Throughout my treatment, I was supported by friends and family. My children, husband and sister have come to CTCA at one point in my treatment to care for me, and they have been impressed with the level of care CTCA provides.

I am currently in active treatment. I take Ibrance orally. Every visit to CTCA is special. I actually look forward to seeing everyone. Once a month, I return to CTCA Chicago for injections, including a hormone depressant. I am continuing on that same treatment, but the good news is that my numbers are back to normal. I will live the rest of my life with cancer, but I am still here and living!  

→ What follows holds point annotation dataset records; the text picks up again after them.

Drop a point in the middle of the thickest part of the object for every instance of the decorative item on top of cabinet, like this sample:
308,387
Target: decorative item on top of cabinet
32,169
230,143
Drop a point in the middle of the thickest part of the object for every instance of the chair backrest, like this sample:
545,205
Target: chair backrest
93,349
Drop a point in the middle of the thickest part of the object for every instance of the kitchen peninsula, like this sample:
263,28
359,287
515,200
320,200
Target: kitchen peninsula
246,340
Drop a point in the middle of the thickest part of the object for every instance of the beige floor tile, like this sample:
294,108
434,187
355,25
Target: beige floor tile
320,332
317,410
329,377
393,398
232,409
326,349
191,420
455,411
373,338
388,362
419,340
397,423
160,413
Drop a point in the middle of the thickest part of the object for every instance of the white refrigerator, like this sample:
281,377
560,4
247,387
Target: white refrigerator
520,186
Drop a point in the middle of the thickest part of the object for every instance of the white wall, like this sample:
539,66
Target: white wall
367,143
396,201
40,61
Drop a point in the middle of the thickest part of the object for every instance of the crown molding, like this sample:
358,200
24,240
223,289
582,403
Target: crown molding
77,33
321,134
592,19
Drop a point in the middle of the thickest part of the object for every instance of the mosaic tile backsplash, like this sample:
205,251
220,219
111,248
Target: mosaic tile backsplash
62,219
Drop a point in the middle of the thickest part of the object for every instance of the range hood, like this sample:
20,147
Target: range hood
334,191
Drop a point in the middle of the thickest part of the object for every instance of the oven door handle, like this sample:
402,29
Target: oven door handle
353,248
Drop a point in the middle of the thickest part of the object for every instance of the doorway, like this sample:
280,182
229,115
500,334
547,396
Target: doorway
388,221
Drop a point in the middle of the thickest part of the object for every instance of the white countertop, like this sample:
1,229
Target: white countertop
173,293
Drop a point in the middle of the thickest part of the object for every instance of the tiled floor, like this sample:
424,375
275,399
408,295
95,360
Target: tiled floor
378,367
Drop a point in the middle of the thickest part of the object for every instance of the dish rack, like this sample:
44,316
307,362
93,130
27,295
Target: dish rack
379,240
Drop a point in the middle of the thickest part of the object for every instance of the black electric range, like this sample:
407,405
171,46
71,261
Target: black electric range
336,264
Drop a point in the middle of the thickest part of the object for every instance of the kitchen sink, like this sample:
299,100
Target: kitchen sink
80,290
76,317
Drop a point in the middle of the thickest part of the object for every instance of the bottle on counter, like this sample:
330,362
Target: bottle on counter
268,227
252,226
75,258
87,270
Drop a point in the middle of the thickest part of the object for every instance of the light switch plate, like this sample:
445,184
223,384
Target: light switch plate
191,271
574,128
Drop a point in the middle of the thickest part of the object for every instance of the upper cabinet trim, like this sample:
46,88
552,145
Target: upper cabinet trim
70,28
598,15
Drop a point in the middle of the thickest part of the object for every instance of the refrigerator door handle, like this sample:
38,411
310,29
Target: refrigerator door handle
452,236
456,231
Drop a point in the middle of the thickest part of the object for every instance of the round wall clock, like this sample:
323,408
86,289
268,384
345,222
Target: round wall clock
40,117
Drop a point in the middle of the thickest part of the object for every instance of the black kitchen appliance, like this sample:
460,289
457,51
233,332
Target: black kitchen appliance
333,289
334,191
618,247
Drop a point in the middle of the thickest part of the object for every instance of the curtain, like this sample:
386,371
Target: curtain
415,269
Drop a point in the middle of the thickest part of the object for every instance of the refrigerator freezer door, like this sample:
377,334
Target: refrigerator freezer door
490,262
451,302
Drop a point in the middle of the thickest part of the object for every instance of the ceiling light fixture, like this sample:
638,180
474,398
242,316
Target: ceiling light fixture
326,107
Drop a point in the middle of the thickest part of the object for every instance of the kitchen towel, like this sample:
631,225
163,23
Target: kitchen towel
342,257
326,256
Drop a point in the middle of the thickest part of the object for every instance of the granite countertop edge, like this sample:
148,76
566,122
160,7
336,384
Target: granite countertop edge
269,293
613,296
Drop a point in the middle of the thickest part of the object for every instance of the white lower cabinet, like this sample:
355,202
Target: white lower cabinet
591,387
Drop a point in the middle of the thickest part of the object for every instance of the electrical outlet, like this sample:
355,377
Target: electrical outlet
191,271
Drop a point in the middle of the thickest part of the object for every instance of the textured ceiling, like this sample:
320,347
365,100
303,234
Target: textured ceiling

Out of every bad thing comes something positive, and I found that to be incredibly true. My faith in God has flourished. Prior to coming to CTCA, the fear and thought of dying from cancer consumed me. Now, after all that CTCA has done for me and the grace of God, I can honestly say that I am not scared of cancer anymore. I am stronger than this disease, and I live each day looking forward to the blessings yet to be presented in my life.

 * Cancer Treatment Centers of America® (CTCA) is now City of Hope®, working together to expand patient access to personalized, comprehensive cancer care. Because this patient testimonial was written and published before CTCA® and City of Hope joined forces, mentions of legacy CTCA locations have not been updated in the interest of maintaining the patient’s original voice and story details.